A única experiência política que Jimmy Morales, 46, possuía até hoje na Guatemala era a de ter interpretado o personagem Neto, caubói que vira presidente por acaso, na comédia "Un Presidente de a Sombrero".
Ficção e realidade, porém, têm altas chances de se encontrar neste domingo (25), quando 7,5 milhões de guatemaltecos irão às urnas para o segundo turno da eleição presidencial.
Favorito para vencer o pleito, o humorista conservador Morales, cujo lema é "nem corrupto, nem ladrão", tem 58,5% das intenções de voto.

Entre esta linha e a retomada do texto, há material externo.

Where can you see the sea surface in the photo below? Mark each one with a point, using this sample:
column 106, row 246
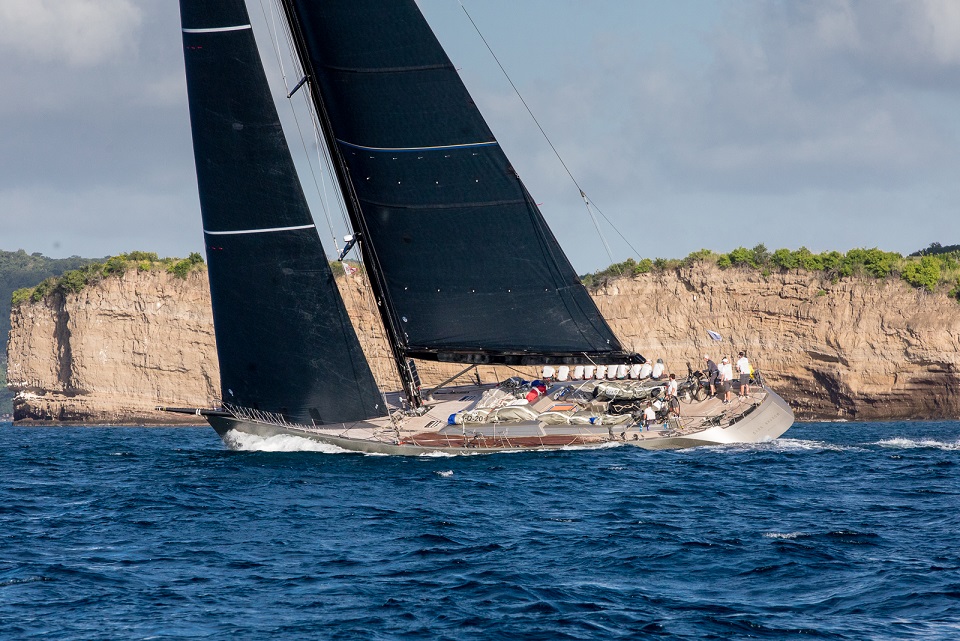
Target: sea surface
column 841, row 531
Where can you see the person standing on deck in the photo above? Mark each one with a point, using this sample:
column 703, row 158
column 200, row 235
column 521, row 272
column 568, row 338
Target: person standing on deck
column 726, row 378
column 649, row 415
column 673, row 401
column 743, row 367
column 712, row 374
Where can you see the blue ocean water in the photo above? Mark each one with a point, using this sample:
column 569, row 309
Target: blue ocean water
column 841, row 531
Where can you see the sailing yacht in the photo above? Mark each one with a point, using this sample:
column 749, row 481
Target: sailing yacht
column 461, row 264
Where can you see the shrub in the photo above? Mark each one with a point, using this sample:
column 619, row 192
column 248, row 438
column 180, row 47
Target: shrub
column 702, row 255
column 21, row 296
column 923, row 273
column 742, row 257
column 115, row 265
column 784, row 259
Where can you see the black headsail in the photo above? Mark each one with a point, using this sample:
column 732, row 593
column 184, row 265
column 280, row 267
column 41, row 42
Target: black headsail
column 284, row 340
column 456, row 248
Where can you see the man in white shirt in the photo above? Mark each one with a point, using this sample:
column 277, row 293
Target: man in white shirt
column 649, row 416
column 726, row 378
column 672, row 399
column 743, row 367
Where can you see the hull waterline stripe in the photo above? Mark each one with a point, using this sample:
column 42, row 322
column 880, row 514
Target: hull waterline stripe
column 217, row 29
column 257, row 231
column 402, row 149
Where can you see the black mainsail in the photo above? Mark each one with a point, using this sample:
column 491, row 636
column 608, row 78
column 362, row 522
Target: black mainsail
column 284, row 340
column 460, row 258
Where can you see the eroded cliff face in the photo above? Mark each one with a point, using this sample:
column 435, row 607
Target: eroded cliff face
column 854, row 349
column 860, row 349
column 114, row 351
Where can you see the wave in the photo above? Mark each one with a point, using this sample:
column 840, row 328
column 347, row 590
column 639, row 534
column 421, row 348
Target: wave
column 917, row 443
column 244, row 442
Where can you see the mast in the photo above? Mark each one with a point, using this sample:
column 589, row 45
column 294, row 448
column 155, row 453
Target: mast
column 285, row 342
column 411, row 384
column 461, row 262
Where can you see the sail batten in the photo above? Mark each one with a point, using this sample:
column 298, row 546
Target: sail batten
column 411, row 149
column 266, row 230
column 218, row 29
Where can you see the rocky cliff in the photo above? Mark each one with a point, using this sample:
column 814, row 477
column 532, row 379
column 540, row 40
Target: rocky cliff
column 851, row 348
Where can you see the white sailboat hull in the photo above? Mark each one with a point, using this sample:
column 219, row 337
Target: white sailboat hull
column 763, row 417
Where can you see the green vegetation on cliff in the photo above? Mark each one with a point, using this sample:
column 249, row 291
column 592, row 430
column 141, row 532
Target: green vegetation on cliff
column 929, row 269
column 75, row 280
column 20, row 269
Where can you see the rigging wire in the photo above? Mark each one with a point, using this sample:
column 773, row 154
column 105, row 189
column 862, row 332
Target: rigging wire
column 275, row 41
column 325, row 161
column 583, row 194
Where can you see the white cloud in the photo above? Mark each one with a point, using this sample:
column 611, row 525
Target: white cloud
column 78, row 32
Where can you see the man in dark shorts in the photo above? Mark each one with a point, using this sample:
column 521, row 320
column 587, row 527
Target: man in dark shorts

Num distante segundo lugar está a ex-primeira-dama de centro-esquerda Sandra Torres [ex-mulher de Álvaro Colom], que possui 27,6%, segundo pesquisa do instituto Prodatos.
Reprodução | ||
O comediante e candidato a Presidência de Guatemala Jimmy Morales |
"O voto em Morales é um voto de protesto contra a classe política tradicional e o histórico de corrupção desenfreada de todos os presidentes do período democrático", diz à Folha a analista política Gloria Álvarez.
A candidatura de Morales ganhou força em meio ao escândalo de corrupção que levou à renúncia de Otto Pérez Molina, em setembro.
Junto a outros 28 políticos e funcionários públicos, Pérez Molina é acusado de participar de uma rede responsável por desviar mais de 50% da arrecadação alfandegária do país.
O caso veio à tona após investigações da Procuradoria com a ajuda da Comissão Contra a Impunidade na Guatemala (CICIG) –agência de investigação independente, criada pelo governo em parceria com as Nações Unidas, em 2007, e composta de guatemaltecos e estrangeiros.
A denúncia, feita em maio, provocou manifestações de rua que se repetiram por meses, fragilizando o governo. Por fim, o Congresso votou pela retirada da impunidade de Pérez Molina.
O ex-presidente agora responderá a processo por corrupção e deve ser indiciado ainda por abusos cometidos na guerra civil (1960-1996). Na época como militar, Pérez Molina é acusado de participar de ações que resultaram no assassinato de indígenas.
DESAFIOS
Maior economia da América Central, a Guatemala tem perspectiva de crescimento de 4,2% para 2015 e economia baseada na exportação de commodities aos EUA e a países asiáticos.
"O desafio é mais político do que econômico. Até ontem éramos um país quase que exclusivamente rural e muito desigual, com mais de 50% da população vivendo no campo e na pobreza. Agora, as cidades estão tendo um 'boom', e isso significa novas necessidades de políticas de redistribuição, estímulo ao emprego, e investimento em infraestrutura", diz o economista Quique Godoy.
Isso ajuda também a explicar o êxito de Morales. Enquanto seu eleitorado é majoritariamente urbano, Sandra Torres é mais identificada com a política de distribuição de planos de assistência social, ao estilo brasileiro.
"Torres virou uma solução em que as pessoas já não acreditam. O projeto dela era identificar-se um pouco com o bolivarianismo, mas este está desacreditado aqui hoje", diz Álvarez.
Analistas concordam que houve uma mudança de comportamento após a série de manifestações.
"Ainda que nenhum dos candidatos seja ideal, sabemos que a população já não aceitará que a corrupção ocorra de forma impune. Diante da primeira irregularidade, voltará às ruas", afirma Álvarez.